The current insularity of Argentina’s beef industry is especially surprising considering that back in 2005 the country was the world’s third largest beef exporter. At the time, Argentina exported nearly 800,000 tonnes (882,000 US tonnes); last year, that number fell to a paltry 183,000 tonnes (202,000 US tonnes), dropping Argentina to 11th in the world in beef exports. It’s not like the country is suddenly starved for cows; the number of cattle grew from 48 million in 2010 to almost 52 million last year. Neighboring Uruguay and Paraguay may export more beef than Argentina, but it still produces more than the two countries combined.
So what happened then? A few things.
When global demand for Argentina’s beef drove exports up in the early 2000s, farmer’s didn’t complain—they were turning a profit shipping out cattle. But locals did. The global demand drove up the price of beef domestically as well. Coupled with the country’s 2001 default and subsequent inflationary problems, steak got really expensive. It all culminated in 2005, when Argentina exported 771,000 tonnes (850,000 US tonnes) of beef, nearly 25% of all the beef produced in Argentina that year.
In 2006, former president Nestor Kirchner (current president Cristina Kirchner’s husband) raised the tax on beef exports from 5% to 15%. But that’s not all; just four months later, he banned all exports of beef for 180 days. The combined measures were meant to combat rising beef prices in the country, but many, including local farmers, responded angrily. The ban, farmers held, would hurt their ability to sell beef overseas.

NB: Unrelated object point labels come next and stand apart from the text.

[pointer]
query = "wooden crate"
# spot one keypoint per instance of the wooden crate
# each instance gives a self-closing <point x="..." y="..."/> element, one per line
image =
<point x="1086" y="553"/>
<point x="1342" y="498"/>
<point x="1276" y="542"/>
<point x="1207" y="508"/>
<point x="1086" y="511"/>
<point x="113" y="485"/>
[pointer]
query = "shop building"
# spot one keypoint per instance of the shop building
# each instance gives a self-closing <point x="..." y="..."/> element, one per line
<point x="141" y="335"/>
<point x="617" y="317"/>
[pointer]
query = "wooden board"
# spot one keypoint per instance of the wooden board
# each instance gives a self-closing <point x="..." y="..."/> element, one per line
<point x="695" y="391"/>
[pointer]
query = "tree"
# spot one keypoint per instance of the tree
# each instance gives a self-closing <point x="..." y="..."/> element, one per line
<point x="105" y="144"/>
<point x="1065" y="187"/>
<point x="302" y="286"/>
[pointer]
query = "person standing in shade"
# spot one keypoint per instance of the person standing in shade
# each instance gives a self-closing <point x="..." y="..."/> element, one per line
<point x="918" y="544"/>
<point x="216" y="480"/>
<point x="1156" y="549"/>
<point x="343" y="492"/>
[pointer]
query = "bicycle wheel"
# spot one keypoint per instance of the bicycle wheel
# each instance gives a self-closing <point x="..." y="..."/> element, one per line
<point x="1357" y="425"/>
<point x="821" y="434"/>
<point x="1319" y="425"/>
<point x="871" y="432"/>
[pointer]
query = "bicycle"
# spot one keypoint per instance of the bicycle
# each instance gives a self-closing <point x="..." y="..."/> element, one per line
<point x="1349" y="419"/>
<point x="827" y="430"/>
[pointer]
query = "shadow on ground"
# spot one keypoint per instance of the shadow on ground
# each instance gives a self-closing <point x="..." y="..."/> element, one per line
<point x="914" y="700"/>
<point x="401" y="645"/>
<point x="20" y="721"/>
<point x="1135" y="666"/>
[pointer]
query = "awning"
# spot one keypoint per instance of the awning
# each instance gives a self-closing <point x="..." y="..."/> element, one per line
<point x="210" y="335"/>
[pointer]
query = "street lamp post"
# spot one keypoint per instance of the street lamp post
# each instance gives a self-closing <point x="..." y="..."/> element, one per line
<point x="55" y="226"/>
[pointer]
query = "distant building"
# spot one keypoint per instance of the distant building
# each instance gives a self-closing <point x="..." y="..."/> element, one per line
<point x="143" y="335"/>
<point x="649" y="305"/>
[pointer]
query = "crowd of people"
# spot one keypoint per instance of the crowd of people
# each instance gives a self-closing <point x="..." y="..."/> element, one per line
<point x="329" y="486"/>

At the time, Javier Martinez del Valle, the director of the Argentine Association of Producers and Exporters, conjectured that “even if exports reopen at some point, it will be very difficult for Argentina to recover the confidence of markets,” a forecast largely validated by the sharp decline in beef exports ever since.
Thus, exports dropped sharply in the ensuing years—beef exports fell 45% from 2006 to 2011.
Beef exporters in Argentina have been hit hard by their country’s current wonky monetary system and trade restrictions, too. The confluence of Argentina’s unreliable currency and president Cristina Kirchners lack of support for the beef export industry have made it increasingly difficult to turn a profit.
“Restrictions on exports, a non competitive foreign exchange and the fact that the meat industry for every 2.5 tons exported must sell one in the domestic market at 50% the export price, makes the whole business unprofitable,” Victor Tonelli, a consultant for the meat industry, told South Atlantic news agency Merco Press. As a result, exporters today get about 4 pesos to every US dollar, even though the official rate is upwards of 5 pesos and the black market rate is hovering near 10 pesos. The incentive to export beef just isn’t there anymore.
The US does ban the import of Argentinian beef, but that policy began long before the country’s beef exports dropped and Argentina has historically relied more on European consumption, anyway.
The world may still long for Argentine steaks, but for the time being traveling to Argentina is the only viable way to get them. The plane ticket might cost a hefty sum, but at least the meal won’t.